Manchester City Council has threatened to shut down homeless camps across the city centre as Homeless Rights for Justice campaigners have relocated to the Castlefield Bowl.
The council has issued notice to vacate both the Castlefield and St. Ann’s Square sites on the grounds that the camp is ‘an extension or satellite of the homeless camp on St Ann’s Square’, according to a statement from RAPAR – a Manchester-based human rights organisation supporting the homeless camp,
They statement says the council have also threatened possession of the sites and an injunction banning further homeless camps anywhere in the city centre if the campers did not vacate by Friday June 19, which they did not.
Dr Rhetta Moran, of RAPAR, said: “An injunction preventing someone from entering an area is, by its very nature, an interference of one’s civil liberties and should only be granted sparingly.
“It is unclear what type of injunction the Council will seek. Any such injunction will restrict the movements of the person injuncted and is a very serious matter.”
Street homeless people, who have been protesting since April 15, moved camp last Wednesday as a result of disturbances caused by alcohol in St Ann’s Square.
One young homeless man explained: “Other long term homeless people, with alcohol issues, began to join the camp in St Ann’s Square and it became more and more rowdy, especially at night.
“The whole point is to have a collective of homeless people, not individuals in doorways, and to campaign about homelessness while, at the same time, being actually physically safe.
“But homeless people with severe alcohol issues need help that we, as a group of homeless people ourselves, cannot give them without support from proper agencies.”
There is a general feeling in the camp that the protest has been let down by a lack of activity from support agencies which target many of the causal issues of long-term homelessness.

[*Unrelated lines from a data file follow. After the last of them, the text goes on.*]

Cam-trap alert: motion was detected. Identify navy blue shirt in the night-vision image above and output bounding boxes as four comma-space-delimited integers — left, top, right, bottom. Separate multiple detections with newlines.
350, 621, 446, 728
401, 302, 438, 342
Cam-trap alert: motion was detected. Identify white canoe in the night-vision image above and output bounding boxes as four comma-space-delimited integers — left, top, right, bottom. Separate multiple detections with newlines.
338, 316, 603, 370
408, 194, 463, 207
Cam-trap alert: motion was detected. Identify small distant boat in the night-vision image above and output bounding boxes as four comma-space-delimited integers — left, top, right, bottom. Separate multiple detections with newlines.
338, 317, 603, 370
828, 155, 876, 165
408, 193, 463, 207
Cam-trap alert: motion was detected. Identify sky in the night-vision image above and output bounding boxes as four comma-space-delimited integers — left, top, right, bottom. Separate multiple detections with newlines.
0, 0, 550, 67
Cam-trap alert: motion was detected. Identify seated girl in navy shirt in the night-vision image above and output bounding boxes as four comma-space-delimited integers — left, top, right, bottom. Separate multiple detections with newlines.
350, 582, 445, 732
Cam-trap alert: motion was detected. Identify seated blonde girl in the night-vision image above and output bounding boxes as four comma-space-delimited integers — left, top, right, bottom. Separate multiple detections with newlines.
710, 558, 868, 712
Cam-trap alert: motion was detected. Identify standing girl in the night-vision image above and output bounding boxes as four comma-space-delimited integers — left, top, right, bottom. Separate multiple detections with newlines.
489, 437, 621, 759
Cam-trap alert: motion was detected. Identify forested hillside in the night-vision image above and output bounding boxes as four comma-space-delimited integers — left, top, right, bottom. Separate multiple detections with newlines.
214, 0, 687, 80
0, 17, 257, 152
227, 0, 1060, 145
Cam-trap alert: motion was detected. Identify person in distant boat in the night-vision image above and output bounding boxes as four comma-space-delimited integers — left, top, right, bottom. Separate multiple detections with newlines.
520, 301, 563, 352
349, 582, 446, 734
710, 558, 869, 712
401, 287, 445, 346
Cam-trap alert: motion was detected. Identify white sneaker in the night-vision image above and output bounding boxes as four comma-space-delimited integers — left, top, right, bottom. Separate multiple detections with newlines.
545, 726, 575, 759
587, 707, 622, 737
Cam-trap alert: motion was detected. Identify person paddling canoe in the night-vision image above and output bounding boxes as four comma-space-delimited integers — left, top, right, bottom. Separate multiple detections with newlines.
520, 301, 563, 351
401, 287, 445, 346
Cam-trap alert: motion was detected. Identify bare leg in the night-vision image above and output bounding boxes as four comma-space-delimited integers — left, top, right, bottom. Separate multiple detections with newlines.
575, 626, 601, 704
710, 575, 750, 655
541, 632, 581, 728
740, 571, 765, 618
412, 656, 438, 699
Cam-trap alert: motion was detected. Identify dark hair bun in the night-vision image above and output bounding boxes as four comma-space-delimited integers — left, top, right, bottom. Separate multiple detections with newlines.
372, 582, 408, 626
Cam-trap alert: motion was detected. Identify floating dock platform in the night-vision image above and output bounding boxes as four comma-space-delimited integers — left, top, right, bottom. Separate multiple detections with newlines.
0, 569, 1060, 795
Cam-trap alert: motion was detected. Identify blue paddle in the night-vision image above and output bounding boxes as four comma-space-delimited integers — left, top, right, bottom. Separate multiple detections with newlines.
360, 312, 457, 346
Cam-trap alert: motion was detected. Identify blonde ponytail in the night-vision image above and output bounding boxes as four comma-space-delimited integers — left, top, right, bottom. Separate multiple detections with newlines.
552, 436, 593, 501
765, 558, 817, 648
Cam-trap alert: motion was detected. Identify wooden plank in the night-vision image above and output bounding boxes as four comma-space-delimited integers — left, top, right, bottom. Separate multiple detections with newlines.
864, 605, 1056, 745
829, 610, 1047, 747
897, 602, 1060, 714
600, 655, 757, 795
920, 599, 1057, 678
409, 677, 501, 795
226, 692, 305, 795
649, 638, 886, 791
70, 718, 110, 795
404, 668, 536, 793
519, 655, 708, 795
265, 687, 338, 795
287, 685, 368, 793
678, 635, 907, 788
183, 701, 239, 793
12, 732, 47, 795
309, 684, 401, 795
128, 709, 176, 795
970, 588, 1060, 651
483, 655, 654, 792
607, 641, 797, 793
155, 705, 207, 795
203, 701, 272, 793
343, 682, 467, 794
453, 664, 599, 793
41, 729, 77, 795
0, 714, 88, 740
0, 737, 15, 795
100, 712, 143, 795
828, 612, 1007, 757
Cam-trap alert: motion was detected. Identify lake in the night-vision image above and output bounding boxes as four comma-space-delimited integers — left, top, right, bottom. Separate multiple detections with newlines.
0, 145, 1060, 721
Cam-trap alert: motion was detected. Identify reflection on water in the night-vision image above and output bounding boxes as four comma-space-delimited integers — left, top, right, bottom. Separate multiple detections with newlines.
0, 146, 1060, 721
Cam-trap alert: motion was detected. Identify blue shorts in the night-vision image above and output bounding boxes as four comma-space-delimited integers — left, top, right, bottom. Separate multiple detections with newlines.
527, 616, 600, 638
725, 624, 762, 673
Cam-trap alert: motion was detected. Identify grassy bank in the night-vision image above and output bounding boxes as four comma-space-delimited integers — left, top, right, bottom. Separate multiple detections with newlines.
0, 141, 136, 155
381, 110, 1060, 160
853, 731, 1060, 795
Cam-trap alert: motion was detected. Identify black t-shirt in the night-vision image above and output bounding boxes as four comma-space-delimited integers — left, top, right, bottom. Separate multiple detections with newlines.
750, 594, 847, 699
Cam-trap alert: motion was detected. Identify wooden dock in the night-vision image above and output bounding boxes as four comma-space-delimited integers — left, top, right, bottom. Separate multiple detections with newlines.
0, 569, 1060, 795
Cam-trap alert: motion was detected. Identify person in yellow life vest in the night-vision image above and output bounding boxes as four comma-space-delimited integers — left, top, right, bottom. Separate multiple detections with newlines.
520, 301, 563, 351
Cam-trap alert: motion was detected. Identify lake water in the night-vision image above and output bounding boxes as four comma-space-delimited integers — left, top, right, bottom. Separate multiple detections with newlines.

A young woman who has been with the protest since its inception added: “Since we set up in Albert Square, not a single Manchester based alcohol, drug or mental health agency has offered help to us – a group of street homeless people trying to be a collective.
“We’ve had massive support from the public but the only officials who have come to us have been environmental health, police community support and the housing outreach team.
“Alcohol, drugs and mental health are all key issues in homelessness, but we haven’t had any help with any of them.”
The Homeless Rights for Justice Campaign began on April 15 with a march to Manchester Town Hall protesting about homelessness in the city.
Since then, camp residents have been forced to move from Albert Square and from outside Central Library in St Peter’s Square after Manchester City Council went to court to seek eviction orders.